Próbowałam. Pracowałam jako coach, ale Ci klienci, którzy mieli do mnie
dotrzeć – już dotarli. Całą sobą czułam, że potrzebuję wypłynąć na szersze
wody. I … nie miałam bladego pojęcia jak! Kupiłam książki o biznesie i
marketingu, myślałam intensywnie, składałam fakty, obserwowałam, inwestowałam
moje kruche pieniądze w kursy, które miały mi pomóc, ale… w mojej głowie robiło
się coraz bardziej chaotycznie. Coraz więcej wiedziałam o biznesie, coraz
więcej wiedziałam o marketingu i budowaniu marki i … coraz wyraźniej widziałam,
jak mało wiem i jak nie umiem tego przenieść w rzeczywistość. Czułam, jak
wielkie marzenie się rozłazi; że to, w co zainwestowałam dwa lata codziennego
maratonu, moje serce i energię, moją nadzieję, rozpływa się z powodu moich
nieumiejętności biznesowych i wynikającego z tego braku klientów w ilości, która opłaci rachunki i pozwoli mi żyć tak, jak chcę.

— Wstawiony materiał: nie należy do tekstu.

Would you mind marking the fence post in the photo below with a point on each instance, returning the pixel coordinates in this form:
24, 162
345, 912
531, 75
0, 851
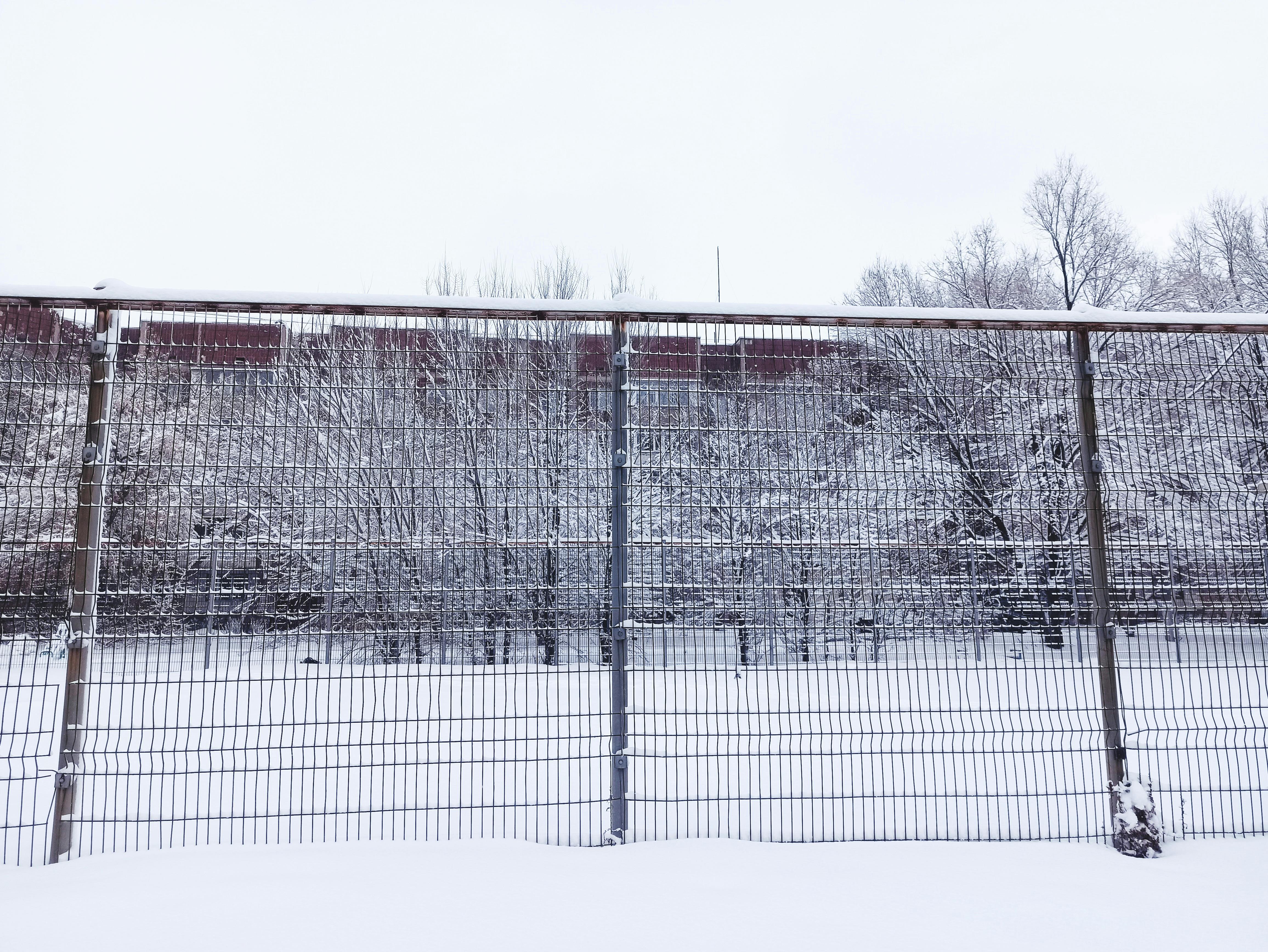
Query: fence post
621, 575
86, 572
1116, 755
214, 571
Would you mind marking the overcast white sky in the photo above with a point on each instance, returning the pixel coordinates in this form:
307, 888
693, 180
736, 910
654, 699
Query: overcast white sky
322, 146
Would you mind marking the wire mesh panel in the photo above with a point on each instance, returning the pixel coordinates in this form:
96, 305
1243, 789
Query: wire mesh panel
44, 373
352, 585
855, 570
1185, 446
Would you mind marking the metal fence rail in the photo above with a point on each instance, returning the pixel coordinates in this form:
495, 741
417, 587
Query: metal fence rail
301, 571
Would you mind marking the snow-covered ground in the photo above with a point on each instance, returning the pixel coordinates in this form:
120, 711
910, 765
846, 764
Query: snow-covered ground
695, 896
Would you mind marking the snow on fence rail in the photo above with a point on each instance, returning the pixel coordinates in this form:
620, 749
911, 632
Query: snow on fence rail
588, 573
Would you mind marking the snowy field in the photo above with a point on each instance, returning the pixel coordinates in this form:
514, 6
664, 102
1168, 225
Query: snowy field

Byłam złamana prawie tak, jak ten chłopak z Whiplash. Smutna. Przerażona, zrozumiawszy, że w każdym miejscu
można przegrać. Nawet z najlepszym w świecie certyfikatem. Robiłam wszystko, co
w mojej mocy, by ogarnąć biznes. Pracowałam, uczyłam się, próbowałam,
podejmowałam się nowych sposobów, pytałam, szukałam, czytałam. Wszystko,
wszystko…, z miernym rezultatem. Niewystarczającym, by stworzyć z tego sposób
na życie. Moja wiara, energia i siły upadły tak nisko, że płakałam zbolała, nie
mając już pomysłu, co i jak zrobić, by zaskoczyło. Czułam, że jestem w ślepej
uliczce, że to koniec. Moje serce wyło z bólu, bo to, co było moim marzeniem,
przeciekało mi przez palce. Nie wiedziałam, co zrobić. Skończyły mi się pomysły,
co jeszcze mogę zrobić.
I wtedy poszłam na film Bogowie
o Relidze. Film, który poruszył mnie do cna. Opowiadał historię człowieka z
wizją, z pasją, z poczuciem misji. Jego starania, drogę i piętrzące się w
nieskończoność na tej drodze trudności. Pokazywał ludzi, którzy tracili wiarę
po drodze i Jego, który szedł nią niezłomnie, mimo wszystko, a może dzięki
wszystkiemu. Człowieka zmęczonego, ale skoncentrowanego, zdeterminowanego i
wierzącego tak bardzo, tak bardzo, że to niebywałe. Człowieka, który padał na
twarz, pił, płakał i wstawał i szedł dalej, ciągnąc za sobą ludzi. Wstawał i
szedł dalej. I zrobił dla świata i ludzi to, co zrobił. Wiesz co.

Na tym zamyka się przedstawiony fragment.